If you haven't yet read this brilliant article, please do so right now. Here's the money quote, and it's a big one:
"We're not going to have the system be as deep as we need it to be as quickly as we want. We know that," Coonelly said. "If we moved Snell or Gorzelanny or Capps, the players people wanted in the types of deals we wanted to make, we could accelerate that process. That's a fact. And that would not be the most illogical step for this team to take."
But ...
"We decided against it because, one, it is not financially necessary to do so. Two, we think we can infuse talent to the group we have even as we continually look for right trades that can bring prospects. Three, we want to give this team a chance to contend, to win. We think these players and our fans deserve it."
This line of reasoning probably won't be unpopular with some fans but, if we can take this stuff at face value, it's pretty amazing. Coonelly's admitting he delayed the organization's chances of acquiring the talent it needs to contend in the future because he wants to have his cake and eat it too - he wants to win with this team while simultaneously building the future.
To me, there are a bunch of good excuses for not trading Snell or Gorzelanny, starting with the one that says that at this point, they're not far enough along in their careers and in their service-time clocks that they're going to bring back talent that's more valuable to the Pirates in the long term than Snell and Gorzelanny themselves are. But the excuse that Coonelly's offering here is, in my mind, not a valid one, and it requires quite a lot of cheek to believe you can both build around the players you have and build for the future, especially when someone as smart as Billy Beane spent the winter more or less admitting he could only do one.
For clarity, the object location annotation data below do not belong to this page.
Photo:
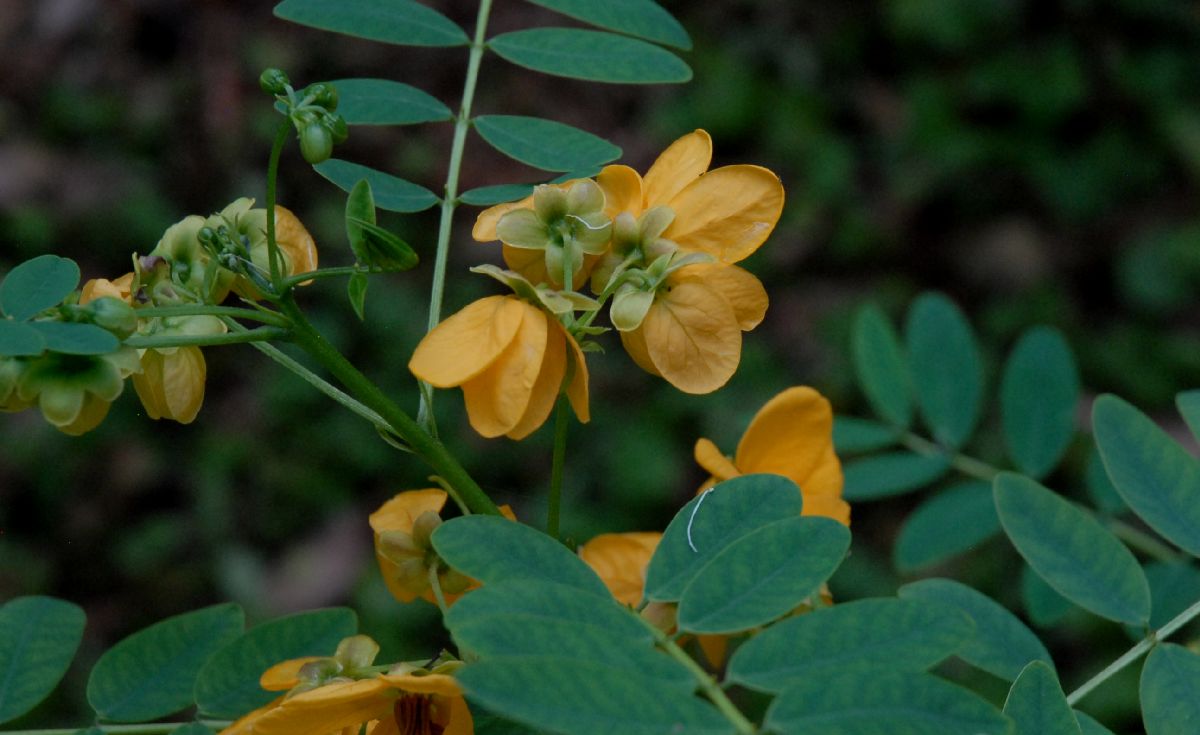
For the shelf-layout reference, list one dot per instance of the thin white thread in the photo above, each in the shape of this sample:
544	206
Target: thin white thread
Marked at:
693	519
Yes, there's a lot more to this issue (Oakland plays in a tougher league, had a better group of veterans to deal, and so on), but still, Coonelly's comments, taken at face value, are very interesting and audacious and, if I may say so, kind of unfortunate.
This article - which is about what would happen if, by some miracle, the Pirates were to contend in 2008 - is a very complex one. Part of that is because it's written with about a hundred times the care that most mainstream media articles are, but I worry that another part of that is that this ownership group still hasn't made up its mind about what it wants the Pirates to be. In a shifting market, some second-guessing is inevitable, and of course not all the comments that Bob Nutting, Neal Huntington and Coonelly make in the papers can be taken at face value, but this is still looks like a portrait of a bunch of guys who can't make up their minds.
First they're looking to trade players like Jason Bay in the offseason. Then they're realizing they can't get the players they want in return. Then they're repeating the (rather weird, in my opinion) claim that last year's team underachieved in some significant way. Then they're claiming that they'd add players if they started winning. Then they're saying that even if they started winning, they wouldn't break from the plan (which presumably involves building through the farm system - so how would they add significant players if they started winning, given that prospects are how you get those players?).
I realize that running a baseball team is a complex business, and that the world is full of shades of gray. I also know that it's not uncommon for new GMs of moribund franchises to wait awhile before really going crazy with trades. But this article begins to seem downright ominous when you keep in mind that Huntington and Coonelly did almost nothing of consequence this winter.
The Pirates have had 15 consecutive losing seasons. They have little talent in the majors and a below-average farm system. In defense of the Pirates' management, they were probably asked a ton of questions for this article about a scenario (winning in 2008) that is highly unlikely to ever happen. But still, I'd like them to show me that they know that desperate times call for desperate measures. Forget all the hemming and hawing, and make a bold move or three.